Jumbi wurde von einer der
Nachbarinnen für einen Hausierer gehalten und rüde abgewiesen: „Gehen Sie zum
Teufel!“
„Der schickt mich zu Ihnen, Frau
Gellert. Ihr Nachbar, Herr Gribus aus dem letzten Stock, wurde ermordet.“
„Ach sooo, dann kommen Sie doch
rein, mein Lieber. Für so gute Neuigkeiten spendier ich Ihnen einen Cognac.
Ach, Sie sind ja im Dienst. Dann nicht, jedenfalls kann mir nun dieser Erfinder
nicht mehr auf den Geist gehen. Zuletzt wollte er mir eine Anti-Hausierer-Tür
montieren. Glücklicherweise war ich ja schon durch andre Nachbarn gewarnt,
denen er üble Streiche gespielt hatte. Die Tür hatte nämlich einen Mechanismus,
der beim Anklopfen den Besucher, egal wer es auch sei, zuerst mal einen Stock
tiefer fallen ließe.
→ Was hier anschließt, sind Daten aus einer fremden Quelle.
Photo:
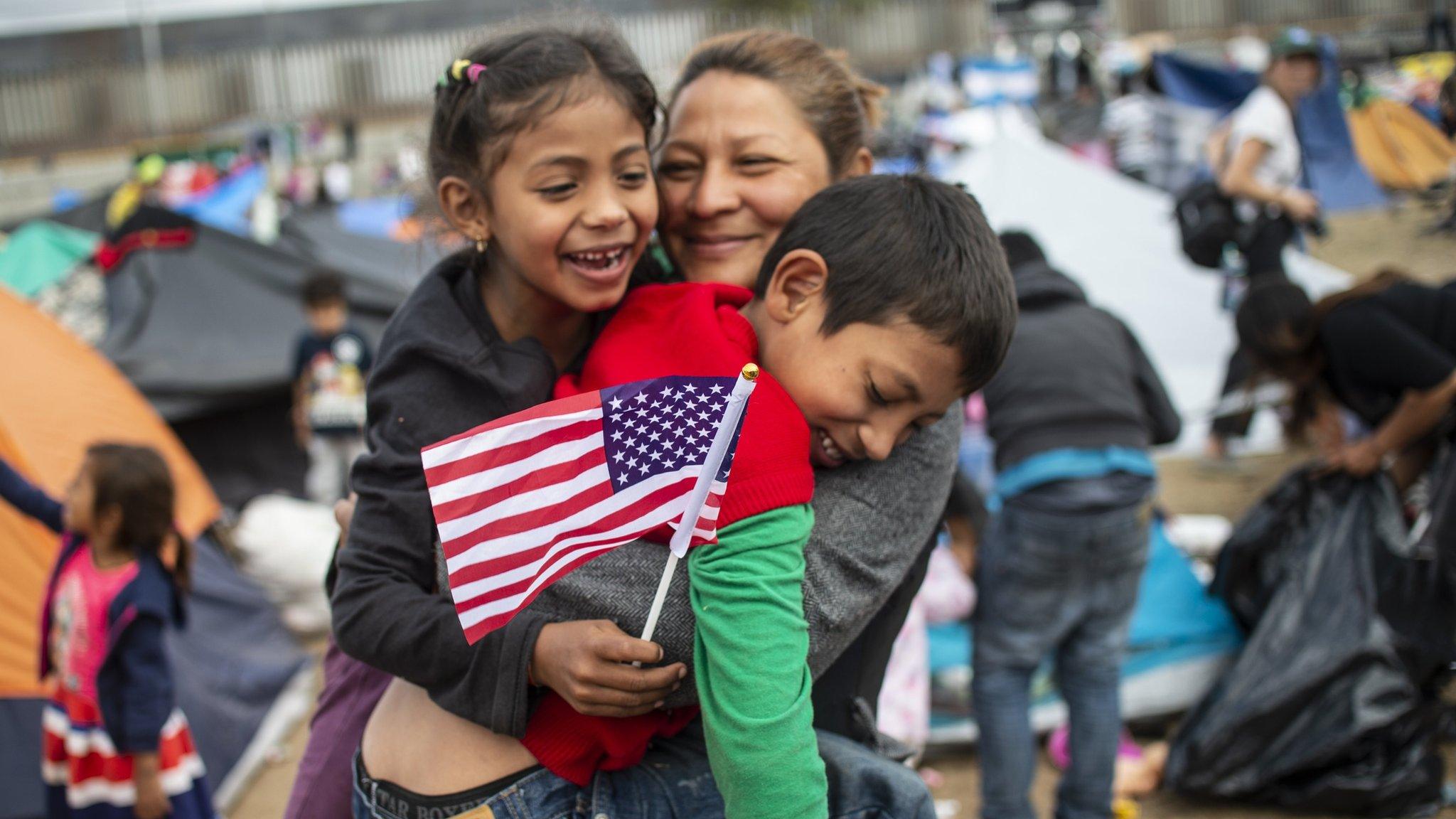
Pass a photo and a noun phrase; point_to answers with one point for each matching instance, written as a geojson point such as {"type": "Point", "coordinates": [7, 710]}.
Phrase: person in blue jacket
{"type": "Point", "coordinates": [114, 744]}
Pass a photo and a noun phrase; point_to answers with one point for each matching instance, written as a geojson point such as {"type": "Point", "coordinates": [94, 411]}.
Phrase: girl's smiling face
{"type": "Point", "coordinates": [737, 164]}
{"type": "Point", "coordinates": [569, 209]}
{"type": "Point", "coordinates": [80, 503]}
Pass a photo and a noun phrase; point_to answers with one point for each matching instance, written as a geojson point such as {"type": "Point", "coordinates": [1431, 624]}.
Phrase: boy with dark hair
{"type": "Point", "coordinates": [883, 302]}
{"type": "Point", "coordinates": [329, 365]}
{"type": "Point", "coordinates": [1072, 412]}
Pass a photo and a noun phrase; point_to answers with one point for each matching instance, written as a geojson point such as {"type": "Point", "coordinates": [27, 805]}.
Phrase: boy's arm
{"type": "Point", "coordinates": [146, 687]}
{"type": "Point", "coordinates": [753, 677]}
{"type": "Point", "coordinates": [29, 499]}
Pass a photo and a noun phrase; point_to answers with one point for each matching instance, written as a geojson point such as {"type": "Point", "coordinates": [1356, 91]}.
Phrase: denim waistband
{"type": "Point", "coordinates": [393, 801]}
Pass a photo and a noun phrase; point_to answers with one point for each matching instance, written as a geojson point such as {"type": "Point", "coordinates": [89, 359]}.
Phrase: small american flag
{"type": "Point", "coordinates": [529, 498]}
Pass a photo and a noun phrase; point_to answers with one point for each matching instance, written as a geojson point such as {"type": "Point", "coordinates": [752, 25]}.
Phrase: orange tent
{"type": "Point", "coordinates": [57, 397]}
{"type": "Point", "coordinates": [1400, 148]}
Eine Art Falltür, verstehen Sie?“
Rau klopfte im gleichen
Augenblick bei der Hausmeisterin, die gerade am Putzen ihrer Wohnung war. Ihr
Gatte öffnete ihm und stöhnte: „Schlimmer als der Putzfimmel im Frühjahr ist
nur der Verlust von meinem Haupthaar.“
„Schon vernommen, was mit Herrn
Gribus passiert ist?“ fragte Rau.
„Natürlich, Ihre Kollegen von der
Spurensicherung waren ja nicht unsichtbar. Und vorhin wurde ein Sarg
rausgetragen, der Arme tut mir ja so leid.“ versicherte der Hausmeister.
„Sie sind der erste, der gut über
ihn spricht.“ erkannte Rau.
„Tja, was soll ich Böses über
einen Gehirn-Kranken sagen? - Fragen Sie doch alles weitere meine Frau!“ - "Ja, wenn Sie mich fragen-" begann seine Gattin, "muss ich sagen: eigentlich macht Not erfinderisch. Aber bei uns wohnte einer, der verursachte die Not mit seinen Erfindungen erst!"
Nach 3 Stunden trafen sich Jumbi
und Rau wieder und erzählten sich von ihren Verhören, ohne auch nur einen
Schritt weiter gekommen zu sein. Da erreichte Rau ein Anruf auf seinem Handy:
Matz hatte das Gift aus dem Blut des Opfers herauskristallisieren können. Es
handelte sich um ein Mittel, mit dem man Vögel entwurmen konnte. „Ich glaub,
ich kenne jemanden, der dieses Mittel auch im eigenen Heim verwendet hat.“
verkündete Rau.
WEN?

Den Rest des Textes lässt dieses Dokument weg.